Der Senat geht nicht davon aus, dass der Erblasser das Original des Testaments mit Widerrufsabsicht vernichtet hat, § 2255 BGB. Da es für einen Urkundenverlust vielfältige Erklärungen geben kann, begründet allein die Tatsache, dass das Originaltestament nicht auffindbar ist, noch keine Vermutung dafür, dass es vom Erblasser mit Widerrufsabsicht vernichtet worden ist (Senat FamRZ 2019, 255; OLG Hamburg, Beschluss vom 25. Januar 2019, 2 W 45/18; KG FamRZ 2019, 1099 m.w.Nw.). Die Feststellungslast für eine Vernichtung durch den Erblasser in Widerrufsabsicht läge bei den Beteiligten zu 1 und 2. Diese haben hierzu nicht ausreichend vorgetragen. Insbesondere genügt ihr Vorbringen, der Erblasser hätte ihnen aufgrund des herzlichen familiären Verhältnisses in den Tagen vor seinem Tod von dem Testament erzählt, wenn ein solches noch bestanden hätte, nicht, um die Vernichtung hinreichend sicher feststellen zu können. Auch dass nach Beendigung des Insolvenzverfahrens über das Vermögen des Beteiligten zu 2 keine Veranlassung mehr bestanden haben mag, ihn von der Erfolge auszuschließen, lässt eine Vernichtung des Originaltestaments durch den Erblasser in Widerrufsabsicht nicht mit hinreichender Sicherheit annehmen. Vielmehr entspricht es der Erfahrung des für Beschwerden in Nachlasssachen zuständigen Senats, dass letztwillige Verfügungen häufig nicht angepasst werden, wenn sich die ihnen zugrundeliegenden tatsächlichen Verhältnisse ändern.
III.
Die Kostenentscheidung im Beschwerdeverfahren beruht auf § 84 FamFG.
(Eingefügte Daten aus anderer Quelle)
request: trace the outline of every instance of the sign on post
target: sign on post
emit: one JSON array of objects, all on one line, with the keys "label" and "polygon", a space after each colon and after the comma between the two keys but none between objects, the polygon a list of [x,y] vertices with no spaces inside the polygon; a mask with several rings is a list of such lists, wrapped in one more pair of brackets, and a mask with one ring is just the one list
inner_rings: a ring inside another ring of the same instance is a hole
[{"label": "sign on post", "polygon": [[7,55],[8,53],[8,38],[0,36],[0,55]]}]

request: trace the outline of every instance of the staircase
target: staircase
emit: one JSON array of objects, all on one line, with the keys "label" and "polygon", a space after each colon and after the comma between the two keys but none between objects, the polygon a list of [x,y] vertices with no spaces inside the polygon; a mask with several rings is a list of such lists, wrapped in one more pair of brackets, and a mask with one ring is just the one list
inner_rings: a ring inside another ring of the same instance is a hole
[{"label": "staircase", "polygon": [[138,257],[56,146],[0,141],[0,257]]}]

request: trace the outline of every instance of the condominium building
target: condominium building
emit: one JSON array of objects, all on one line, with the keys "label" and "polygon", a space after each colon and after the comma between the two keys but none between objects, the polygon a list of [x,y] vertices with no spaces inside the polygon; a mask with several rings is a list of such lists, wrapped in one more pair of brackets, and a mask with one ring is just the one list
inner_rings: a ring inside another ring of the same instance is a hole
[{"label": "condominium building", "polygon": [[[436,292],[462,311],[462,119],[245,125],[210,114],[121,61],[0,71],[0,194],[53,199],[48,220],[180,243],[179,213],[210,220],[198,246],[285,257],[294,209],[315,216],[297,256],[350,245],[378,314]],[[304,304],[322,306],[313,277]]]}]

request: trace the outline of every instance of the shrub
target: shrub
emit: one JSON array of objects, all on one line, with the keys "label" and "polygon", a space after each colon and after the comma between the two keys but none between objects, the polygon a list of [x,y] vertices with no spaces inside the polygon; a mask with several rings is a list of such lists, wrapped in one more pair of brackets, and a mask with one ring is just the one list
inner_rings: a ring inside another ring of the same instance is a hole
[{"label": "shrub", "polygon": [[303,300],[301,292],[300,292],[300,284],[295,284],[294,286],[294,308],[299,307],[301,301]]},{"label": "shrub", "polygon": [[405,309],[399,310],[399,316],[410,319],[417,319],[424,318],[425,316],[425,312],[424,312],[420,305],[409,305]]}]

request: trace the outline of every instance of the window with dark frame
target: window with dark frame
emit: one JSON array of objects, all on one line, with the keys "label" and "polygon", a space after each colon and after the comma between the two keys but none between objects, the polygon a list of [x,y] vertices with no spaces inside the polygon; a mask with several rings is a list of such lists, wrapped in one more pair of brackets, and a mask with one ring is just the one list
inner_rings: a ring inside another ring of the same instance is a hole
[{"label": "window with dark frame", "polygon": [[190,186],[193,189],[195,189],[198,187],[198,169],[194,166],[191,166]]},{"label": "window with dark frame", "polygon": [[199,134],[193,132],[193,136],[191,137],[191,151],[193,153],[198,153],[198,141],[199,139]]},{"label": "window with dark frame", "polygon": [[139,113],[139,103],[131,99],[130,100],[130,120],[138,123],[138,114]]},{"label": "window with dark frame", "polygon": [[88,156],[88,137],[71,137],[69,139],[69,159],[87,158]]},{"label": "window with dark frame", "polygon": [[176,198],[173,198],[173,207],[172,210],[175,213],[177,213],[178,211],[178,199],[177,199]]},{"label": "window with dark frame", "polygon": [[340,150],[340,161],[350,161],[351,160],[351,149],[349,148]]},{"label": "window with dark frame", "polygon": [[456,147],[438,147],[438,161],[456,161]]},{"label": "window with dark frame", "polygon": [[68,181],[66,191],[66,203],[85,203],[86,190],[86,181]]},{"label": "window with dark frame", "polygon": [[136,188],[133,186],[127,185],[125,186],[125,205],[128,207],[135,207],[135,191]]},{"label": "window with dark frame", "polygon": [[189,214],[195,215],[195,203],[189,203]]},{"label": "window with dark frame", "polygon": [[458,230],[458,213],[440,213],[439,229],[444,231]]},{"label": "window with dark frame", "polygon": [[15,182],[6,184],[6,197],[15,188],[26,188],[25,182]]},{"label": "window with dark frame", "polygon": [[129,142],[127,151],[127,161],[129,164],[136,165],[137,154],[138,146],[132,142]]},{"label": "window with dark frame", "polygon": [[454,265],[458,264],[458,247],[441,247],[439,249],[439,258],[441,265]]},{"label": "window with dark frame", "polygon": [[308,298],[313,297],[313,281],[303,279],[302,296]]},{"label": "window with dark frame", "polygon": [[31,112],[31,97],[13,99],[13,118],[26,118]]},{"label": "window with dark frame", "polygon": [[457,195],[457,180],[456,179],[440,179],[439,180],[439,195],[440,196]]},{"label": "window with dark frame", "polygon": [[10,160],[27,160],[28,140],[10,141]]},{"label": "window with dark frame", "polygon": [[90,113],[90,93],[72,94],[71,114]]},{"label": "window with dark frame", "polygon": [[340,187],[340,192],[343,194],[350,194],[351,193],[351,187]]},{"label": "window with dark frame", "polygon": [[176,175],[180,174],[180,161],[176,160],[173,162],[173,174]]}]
Die Voraussetzungen für eine Zulassung der Rechtsbeschwerde nach § 70 Abs. 2 S. 1 FamFG liegen nicht vor, da die entscheidungstragenden Erwägungen des Senats einzig auf einer Würdigung des gegebenen Einzelfalles beruhen.
Die Wertfestsetzung stützt sich auf §§ 40 Abs. 1 Nr. 2, 61 GNotKG. Dabei legt der Senat den vom Nachlassgericht in der angefochtenen Entscheidung festgesetzten und von den Beteiligten nicht beanstandeten Nachlasswert zugrunde.